Method: During January to December 2019, 30 patients receiving HD cisplatin were prospectively enrolled to receive standard three-drug regimen at King Chulalongkorn Memorial Hospital. Total medical resource utility, non-medical cost and clinical outcomes were actually collected and used for establishing decisional-tree model and cost-effectiveness analysis. Complete response (CR) rates in NK1RA-containing regimen were assumed by combination of CR rates in three-drug regimen and odd ratio from network meta-analysis. Three arms decisional-tree model was constructed. First, standard strategy, a real-world practice in Thailand, patients received three-drug regimen in all cycles of chemotherapy. Second, NK1RA-rescue strategy, patients received three-drug regimen in the first cycle and additional NK1RA in subsequent cycles if the patients experienced CINV. Third, NK1RA-upfront strategy, patients received four-drug regimen in all cycles. The study endpoint is to compare cost and QALYs in term of incremental cost- effectiveness ratio (ICER).

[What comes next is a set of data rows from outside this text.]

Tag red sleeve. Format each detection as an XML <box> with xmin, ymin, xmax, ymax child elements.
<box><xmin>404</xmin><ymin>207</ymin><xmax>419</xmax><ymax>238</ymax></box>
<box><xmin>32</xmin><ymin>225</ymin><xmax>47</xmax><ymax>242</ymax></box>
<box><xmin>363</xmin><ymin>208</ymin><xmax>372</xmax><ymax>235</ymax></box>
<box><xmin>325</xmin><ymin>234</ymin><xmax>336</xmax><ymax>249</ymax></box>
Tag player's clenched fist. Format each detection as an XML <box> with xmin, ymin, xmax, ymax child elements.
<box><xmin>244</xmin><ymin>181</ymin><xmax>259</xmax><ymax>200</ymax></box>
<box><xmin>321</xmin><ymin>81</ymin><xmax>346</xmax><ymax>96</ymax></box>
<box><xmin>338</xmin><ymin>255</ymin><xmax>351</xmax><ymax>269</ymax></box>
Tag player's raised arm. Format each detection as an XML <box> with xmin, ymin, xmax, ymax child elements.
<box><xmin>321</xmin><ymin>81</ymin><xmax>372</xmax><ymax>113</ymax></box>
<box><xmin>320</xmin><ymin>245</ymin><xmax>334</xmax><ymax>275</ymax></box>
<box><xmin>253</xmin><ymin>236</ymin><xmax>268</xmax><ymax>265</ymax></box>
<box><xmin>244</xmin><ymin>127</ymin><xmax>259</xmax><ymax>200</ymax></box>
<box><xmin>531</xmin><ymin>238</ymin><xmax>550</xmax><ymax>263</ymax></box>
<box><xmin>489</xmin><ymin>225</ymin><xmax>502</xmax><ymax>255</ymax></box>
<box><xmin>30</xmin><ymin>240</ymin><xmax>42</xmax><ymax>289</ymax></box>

Results: CR rates were 80% and 68% in first and second cycle in patients receiving standard three-drug regimen. The NK1RA-upfront strategy produced greatest QALYs of 0.0325, followed by 0.0316 and 0.0269 in NK1RA-rescue strategy and standard strategy respectively. Mean total costs were 11,309, 4,411 and 3,685 Thai baht (THB) respectively. The ICER of NK1RA-rescue strategy and NK1RA-upfront strategy relative to standard strategy were 154,434 and 1,361,339 THB per QALY respectively. Therefore, the ICER of NK1RA-rescue strategy but not NK1RA-upfront strategy is considered to be cost effective at the willingness-to-pay (WTP) level of 160,000 THB per QALY.

Conclusion: Our findings suggested that the additional NK1RA as a rescue strategy is cost- effective in patients receiving HD cisplatin in Thai health care.